By SUBMITTED BY BOBBIE LANHAM

Waiting for Godot, the next play offered at the Shelby County Community Theatre, includes six shows, April 12-21. The play is directed by Clint Gill and stars Ken Billings, Gabe Morrow, John Richeson, David Neil Cook and Drew Newton.

Tickets for Waiting for Godot are available at the website, shelbytheatre.org. Although tickets for Friday, April 12 are sold out, other tickets are available.

Director Clint Gill is no stranger to the Community Theatre. He has directed other plays, including Frankenstein, Crimes of the Heart, A Christmas Story and As You Like It. Gill says of Waiting for Godot, “At the time it was written, there was nothing like it.”

Author Samuel Beckett was born in Ireland in 1906. He studied modern languages at Trinity College, Dublin. In the late 1920s, he moved to Paris where he met James Joyce and other writers of new and experimental works.

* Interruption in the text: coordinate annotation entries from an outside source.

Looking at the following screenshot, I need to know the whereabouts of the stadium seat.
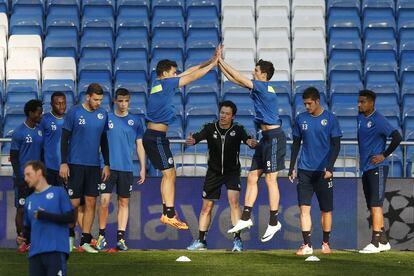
[331,93,358,117]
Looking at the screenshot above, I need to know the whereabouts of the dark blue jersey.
[250,80,282,125]
[145,77,180,125]
[40,112,64,171]
[107,113,143,172]
[358,111,396,172]
[293,110,342,171]
[10,123,43,177]
[24,186,72,257]
[63,104,108,166]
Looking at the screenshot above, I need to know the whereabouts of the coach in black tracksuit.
[187,101,256,251]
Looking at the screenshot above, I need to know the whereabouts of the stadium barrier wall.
[0,177,414,250]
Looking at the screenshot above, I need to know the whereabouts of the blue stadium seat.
[185,28,220,50]
[277,94,293,120]
[293,94,328,117]
[402,95,414,118]
[167,116,184,139]
[399,28,414,57]
[364,50,398,74]
[329,70,363,95]
[328,50,362,76]
[150,49,184,72]
[327,7,361,33]
[116,6,150,33]
[365,71,400,95]
[326,0,361,11]
[337,116,357,140]
[331,93,358,116]
[374,94,400,120]
[362,8,397,33]
[328,28,362,56]
[151,28,185,52]
[223,92,256,115]
[185,92,218,117]
[364,28,398,55]
[186,6,220,30]
[401,71,414,97]
[151,6,185,32]
[115,27,149,53]
[129,91,147,115]
[46,5,80,33]
[293,81,326,95]
[43,27,79,57]
[80,28,114,56]
[82,5,115,32]
[185,115,217,137]
[114,54,148,94]
[9,5,44,36]
[3,114,26,137]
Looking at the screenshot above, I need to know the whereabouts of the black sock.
[323,231,331,243]
[302,231,312,247]
[241,206,253,220]
[80,233,92,245]
[380,227,388,244]
[371,231,381,247]
[198,231,207,244]
[165,206,175,218]
[69,227,75,238]
[269,210,278,226]
[116,230,125,241]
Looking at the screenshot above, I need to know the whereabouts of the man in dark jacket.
[187,101,256,251]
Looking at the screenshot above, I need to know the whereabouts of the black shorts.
[29,252,68,276]
[100,170,134,198]
[142,129,174,171]
[46,169,65,187]
[13,178,33,208]
[362,166,388,209]
[250,128,286,173]
[68,164,101,199]
[296,169,333,212]
[203,170,241,200]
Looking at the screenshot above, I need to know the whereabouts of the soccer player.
[143,47,221,230]
[358,90,402,253]
[289,87,342,256]
[24,161,75,276]
[40,92,66,186]
[96,88,145,251]
[219,57,286,242]
[59,83,110,253]
[187,101,256,251]
[10,100,43,252]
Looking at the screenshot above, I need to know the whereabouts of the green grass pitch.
[0,249,414,276]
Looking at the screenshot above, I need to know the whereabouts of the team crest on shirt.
[19,198,26,205]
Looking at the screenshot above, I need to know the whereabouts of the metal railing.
[0,138,414,177]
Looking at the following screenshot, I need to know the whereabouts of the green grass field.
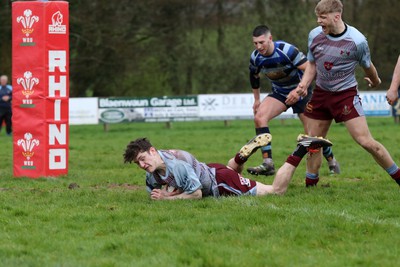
[0,118,400,266]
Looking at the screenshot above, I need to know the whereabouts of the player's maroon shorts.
[207,163,257,196]
[304,86,364,122]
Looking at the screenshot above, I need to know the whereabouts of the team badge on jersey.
[306,103,313,113]
[324,62,333,70]
[342,105,351,115]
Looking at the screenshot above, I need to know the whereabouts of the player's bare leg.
[305,118,332,187]
[298,113,340,174]
[247,96,287,176]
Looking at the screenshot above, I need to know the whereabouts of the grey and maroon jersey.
[146,150,219,196]
[307,25,371,92]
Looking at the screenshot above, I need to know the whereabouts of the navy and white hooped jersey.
[307,25,371,92]
[146,150,219,196]
[249,41,307,97]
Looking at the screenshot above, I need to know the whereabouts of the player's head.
[315,0,343,34]
[253,25,274,56]
[315,0,343,15]
[0,75,8,85]
[124,138,162,172]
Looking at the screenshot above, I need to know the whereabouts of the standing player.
[247,25,340,175]
[286,0,400,186]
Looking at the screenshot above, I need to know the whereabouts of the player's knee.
[254,113,269,125]
[273,185,287,195]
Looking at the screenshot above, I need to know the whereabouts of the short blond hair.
[315,0,343,15]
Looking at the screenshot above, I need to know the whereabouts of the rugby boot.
[297,134,332,152]
[239,133,272,159]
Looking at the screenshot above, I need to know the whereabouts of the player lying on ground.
[123,134,332,200]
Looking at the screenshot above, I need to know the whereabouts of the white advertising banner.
[198,94,297,119]
[69,97,99,125]
[360,91,391,116]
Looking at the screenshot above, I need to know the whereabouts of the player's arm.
[296,61,317,96]
[363,62,381,88]
[150,189,203,200]
[386,56,400,105]
[286,61,308,104]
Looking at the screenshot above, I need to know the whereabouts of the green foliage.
[0,118,400,267]
[0,0,400,96]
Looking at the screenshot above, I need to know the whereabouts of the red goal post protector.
[12,1,69,178]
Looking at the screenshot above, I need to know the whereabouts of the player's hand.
[150,189,165,200]
[292,83,307,97]
[253,100,261,115]
[386,89,399,106]
[285,90,301,106]
[364,77,382,88]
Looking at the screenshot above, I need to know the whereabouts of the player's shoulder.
[347,25,367,44]
[308,26,323,39]
[250,49,261,59]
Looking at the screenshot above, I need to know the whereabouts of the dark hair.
[124,137,152,163]
[253,25,271,37]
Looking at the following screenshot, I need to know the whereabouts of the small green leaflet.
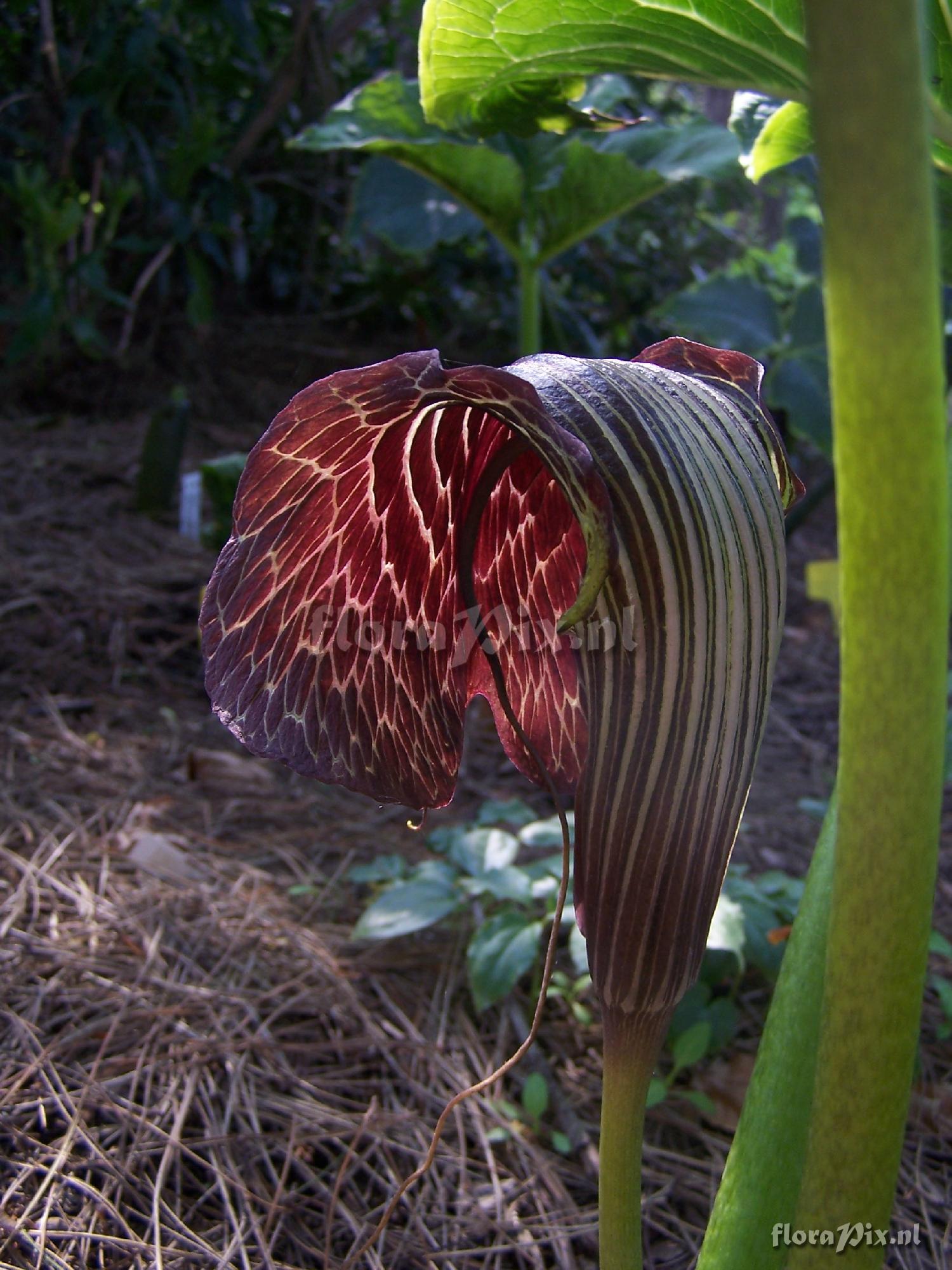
[466,911,542,1011]
[350,878,463,940]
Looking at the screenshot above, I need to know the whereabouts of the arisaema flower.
[202,339,798,1015]
[201,339,801,1266]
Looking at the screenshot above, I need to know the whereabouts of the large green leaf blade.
[420,0,952,147]
[420,0,806,133]
[291,74,523,254]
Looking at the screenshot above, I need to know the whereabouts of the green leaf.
[348,159,482,254]
[698,801,836,1270]
[420,0,952,156]
[764,345,833,457]
[671,1019,711,1074]
[420,0,806,133]
[459,865,532,904]
[536,122,739,262]
[745,102,814,182]
[929,974,952,1019]
[678,1090,717,1116]
[522,1072,548,1124]
[447,829,519,878]
[466,912,542,1011]
[350,878,462,940]
[291,72,524,255]
[658,274,781,357]
[199,453,248,546]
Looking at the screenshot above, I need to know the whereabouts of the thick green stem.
[519,255,542,357]
[598,1010,669,1270]
[791,0,948,1270]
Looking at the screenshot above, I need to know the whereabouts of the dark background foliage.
[0,0,807,386]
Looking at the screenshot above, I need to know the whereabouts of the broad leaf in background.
[292,72,739,353]
[420,0,806,135]
[291,72,523,254]
[292,74,739,263]
[659,274,781,358]
[466,909,542,1011]
[348,159,482,255]
[744,102,814,183]
[420,0,952,159]
[658,265,833,455]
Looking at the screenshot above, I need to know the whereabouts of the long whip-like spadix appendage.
[341,441,571,1270]
[202,339,802,1270]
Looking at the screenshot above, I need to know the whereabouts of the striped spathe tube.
[201,339,801,1015]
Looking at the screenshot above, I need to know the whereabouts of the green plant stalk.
[598,1010,670,1270]
[792,0,948,1270]
[697,794,836,1270]
[518,253,542,357]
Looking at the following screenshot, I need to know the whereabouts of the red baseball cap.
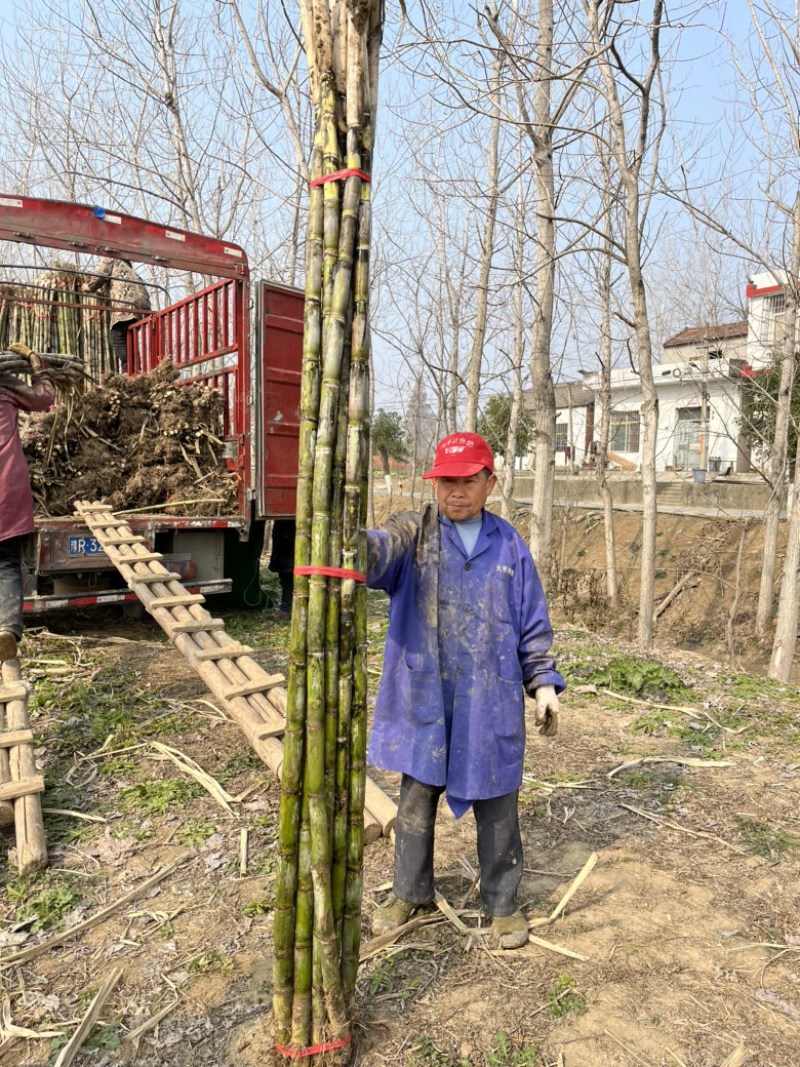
[422,433,495,478]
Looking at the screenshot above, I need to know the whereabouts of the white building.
[526,313,765,473]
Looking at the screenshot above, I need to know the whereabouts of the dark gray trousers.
[394,775,523,915]
[0,537,22,640]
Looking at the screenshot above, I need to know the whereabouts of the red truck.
[0,195,303,616]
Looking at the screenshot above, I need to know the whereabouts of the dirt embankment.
[550,510,785,672]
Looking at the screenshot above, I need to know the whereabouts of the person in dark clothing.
[0,341,55,662]
[82,259,150,373]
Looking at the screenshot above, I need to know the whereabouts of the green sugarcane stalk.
[275,0,382,1063]
[273,139,323,1045]
[341,166,371,1001]
[290,806,314,1048]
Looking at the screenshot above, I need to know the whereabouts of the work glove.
[9,340,44,370]
[525,681,561,737]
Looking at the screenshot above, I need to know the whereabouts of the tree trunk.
[594,180,618,604]
[530,0,556,590]
[464,48,503,433]
[755,194,800,631]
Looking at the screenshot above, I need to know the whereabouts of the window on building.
[609,411,640,452]
[762,292,786,345]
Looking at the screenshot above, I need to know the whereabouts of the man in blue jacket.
[367,433,564,949]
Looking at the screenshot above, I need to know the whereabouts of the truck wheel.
[220,520,267,610]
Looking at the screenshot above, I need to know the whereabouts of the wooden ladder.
[75,500,397,842]
[0,659,47,874]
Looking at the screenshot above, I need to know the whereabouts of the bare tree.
[583,0,663,649]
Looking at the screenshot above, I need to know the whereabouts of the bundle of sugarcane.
[274,0,383,1064]
[0,262,116,384]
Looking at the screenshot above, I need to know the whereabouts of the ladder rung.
[193,644,253,659]
[167,619,225,637]
[145,593,206,611]
[0,730,33,748]
[109,552,164,566]
[222,674,285,700]
[125,571,181,586]
[256,722,286,740]
[0,775,45,800]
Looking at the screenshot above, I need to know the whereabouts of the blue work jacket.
[367,504,564,814]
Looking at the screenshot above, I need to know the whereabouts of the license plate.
[67,537,105,556]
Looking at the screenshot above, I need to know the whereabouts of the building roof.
[663,319,748,348]
[556,382,594,410]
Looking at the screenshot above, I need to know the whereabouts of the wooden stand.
[73,500,397,841]
[0,659,47,874]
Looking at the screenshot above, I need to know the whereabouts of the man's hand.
[9,340,44,370]
[533,685,561,737]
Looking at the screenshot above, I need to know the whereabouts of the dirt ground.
[0,505,800,1067]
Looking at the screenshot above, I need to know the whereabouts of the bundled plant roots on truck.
[0,196,303,615]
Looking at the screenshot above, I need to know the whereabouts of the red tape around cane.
[275,1034,352,1060]
[308,166,372,189]
[294,567,367,582]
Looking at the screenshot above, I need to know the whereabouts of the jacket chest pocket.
[492,573,514,622]
[400,653,442,723]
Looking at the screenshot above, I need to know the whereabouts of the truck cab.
[0,196,304,616]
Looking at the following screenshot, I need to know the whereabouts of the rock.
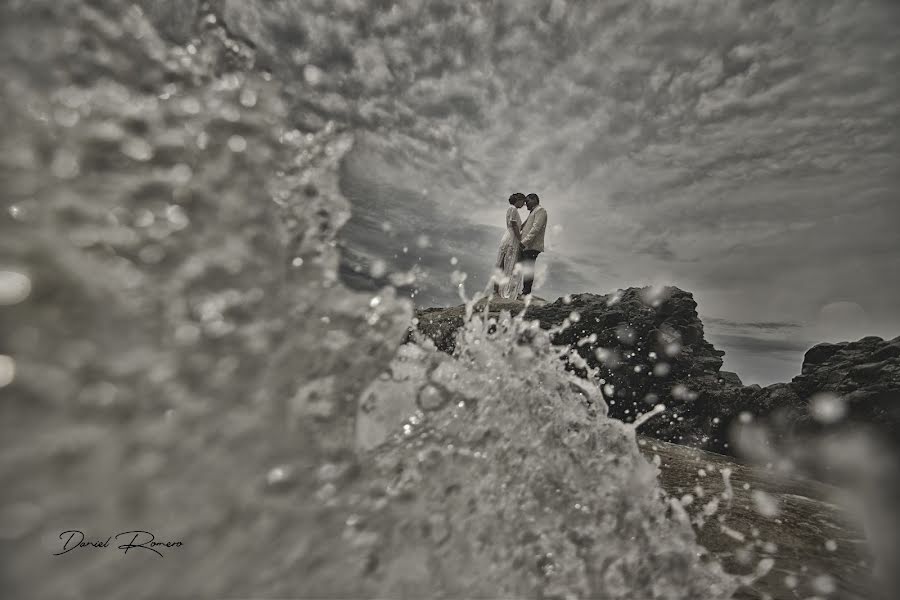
[410,287,900,454]
[416,287,741,449]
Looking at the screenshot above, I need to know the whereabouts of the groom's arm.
[522,210,547,246]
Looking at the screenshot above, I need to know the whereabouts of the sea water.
[0,0,738,599]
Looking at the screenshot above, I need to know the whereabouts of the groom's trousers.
[521,250,541,296]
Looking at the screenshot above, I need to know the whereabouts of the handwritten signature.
[53,529,184,557]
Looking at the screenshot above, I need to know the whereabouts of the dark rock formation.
[709,336,900,449]
[416,287,744,447]
[416,287,900,454]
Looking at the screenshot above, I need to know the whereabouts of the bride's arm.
[506,209,522,242]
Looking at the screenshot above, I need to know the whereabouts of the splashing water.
[0,0,738,598]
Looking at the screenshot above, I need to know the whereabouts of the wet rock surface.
[416,287,900,454]
[416,287,743,447]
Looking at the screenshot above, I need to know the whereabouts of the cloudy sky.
[256,0,900,384]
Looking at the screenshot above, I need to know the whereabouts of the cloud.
[234,0,900,374]
[703,317,803,330]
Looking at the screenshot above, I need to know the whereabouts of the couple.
[494,193,547,299]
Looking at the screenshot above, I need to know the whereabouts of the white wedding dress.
[494,205,522,298]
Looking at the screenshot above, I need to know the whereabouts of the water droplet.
[812,575,837,594]
[751,490,781,518]
[303,65,322,85]
[0,271,31,306]
[241,88,257,108]
[809,393,847,425]
[228,135,247,152]
[369,259,387,278]
[416,384,447,412]
[50,149,81,179]
[166,204,190,231]
[266,465,295,490]
[0,354,16,388]
[122,138,153,162]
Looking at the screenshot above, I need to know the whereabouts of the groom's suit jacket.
[522,204,547,252]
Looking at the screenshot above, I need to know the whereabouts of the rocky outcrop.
[416,287,744,447]
[416,287,900,454]
[708,336,900,450]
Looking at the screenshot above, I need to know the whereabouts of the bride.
[494,192,525,298]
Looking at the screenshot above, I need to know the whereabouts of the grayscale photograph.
[0,0,900,600]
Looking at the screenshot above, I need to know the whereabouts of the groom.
[520,193,547,296]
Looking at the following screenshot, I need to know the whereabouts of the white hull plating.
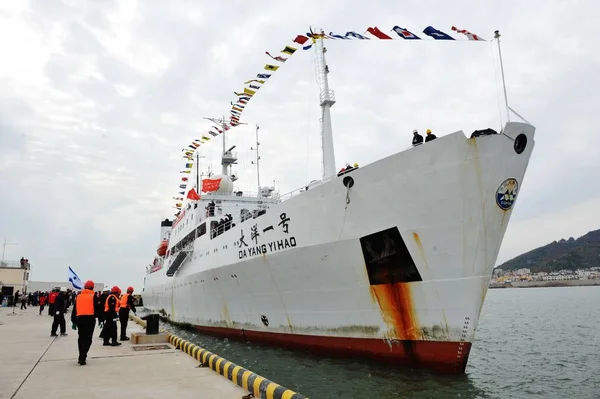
[143,123,534,371]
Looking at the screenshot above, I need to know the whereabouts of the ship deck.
[0,307,248,399]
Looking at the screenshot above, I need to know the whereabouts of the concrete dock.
[0,307,248,399]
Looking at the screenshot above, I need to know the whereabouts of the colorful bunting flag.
[187,188,204,201]
[329,32,347,40]
[346,32,369,40]
[367,26,392,40]
[451,26,485,41]
[281,46,298,55]
[202,178,221,193]
[423,26,454,40]
[265,51,287,62]
[294,35,308,44]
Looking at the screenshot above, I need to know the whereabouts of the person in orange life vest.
[71,280,96,366]
[48,288,58,316]
[96,288,110,338]
[40,294,47,316]
[119,287,135,341]
[103,285,121,346]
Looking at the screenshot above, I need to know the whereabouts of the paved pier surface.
[0,307,248,399]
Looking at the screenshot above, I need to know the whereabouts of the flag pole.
[494,31,510,122]
[196,150,200,192]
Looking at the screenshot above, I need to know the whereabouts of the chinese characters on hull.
[236,212,297,259]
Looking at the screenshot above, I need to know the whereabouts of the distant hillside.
[498,230,600,273]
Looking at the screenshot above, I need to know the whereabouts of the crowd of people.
[13,280,136,366]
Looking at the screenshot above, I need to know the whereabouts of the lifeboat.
[156,240,169,256]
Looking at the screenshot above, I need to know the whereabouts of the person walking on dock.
[50,287,67,337]
[39,294,47,316]
[97,288,110,338]
[103,285,121,346]
[119,287,135,341]
[48,288,58,316]
[412,129,423,147]
[71,280,96,366]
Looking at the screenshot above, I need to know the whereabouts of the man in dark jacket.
[103,285,121,346]
[413,129,423,147]
[425,129,437,142]
[50,287,68,337]
[119,287,135,341]
[98,288,110,338]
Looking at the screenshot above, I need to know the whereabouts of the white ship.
[143,34,535,373]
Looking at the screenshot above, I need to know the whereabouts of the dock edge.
[129,315,308,399]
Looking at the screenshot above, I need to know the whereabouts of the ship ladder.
[167,250,192,277]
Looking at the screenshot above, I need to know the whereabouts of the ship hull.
[143,123,534,373]
[194,326,471,374]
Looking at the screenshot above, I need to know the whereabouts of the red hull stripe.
[194,326,471,374]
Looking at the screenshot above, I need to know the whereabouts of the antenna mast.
[315,31,336,179]
[494,31,510,122]
[204,116,245,176]
[250,125,262,198]
[196,150,206,194]
[0,237,19,264]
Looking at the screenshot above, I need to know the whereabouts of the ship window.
[196,222,206,237]
[210,220,219,239]
[360,227,423,285]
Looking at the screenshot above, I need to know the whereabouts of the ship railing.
[279,174,338,201]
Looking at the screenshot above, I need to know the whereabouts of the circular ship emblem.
[496,177,519,211]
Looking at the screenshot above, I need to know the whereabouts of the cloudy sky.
[0,0,600,290]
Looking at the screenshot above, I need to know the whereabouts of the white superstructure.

With the coming of World War II Beckett was a member of various resistance movements. After the war, he wrote the play as an experimental commentary. In 1956, the play opened in Miami to mixed reviews. It opened to more positive reviews in New York City. Beckett received the Nobel Prize for Literature in 1969. He died in 1989.

Gill encourages audience members to view Godot like abstract art. “As perspectives in abstract art, it (the play) is very subjective. Be moved by the language.” Gill is confident the play will entertain the audience. “We feel it’s important to challenge ourselves and our audiences.”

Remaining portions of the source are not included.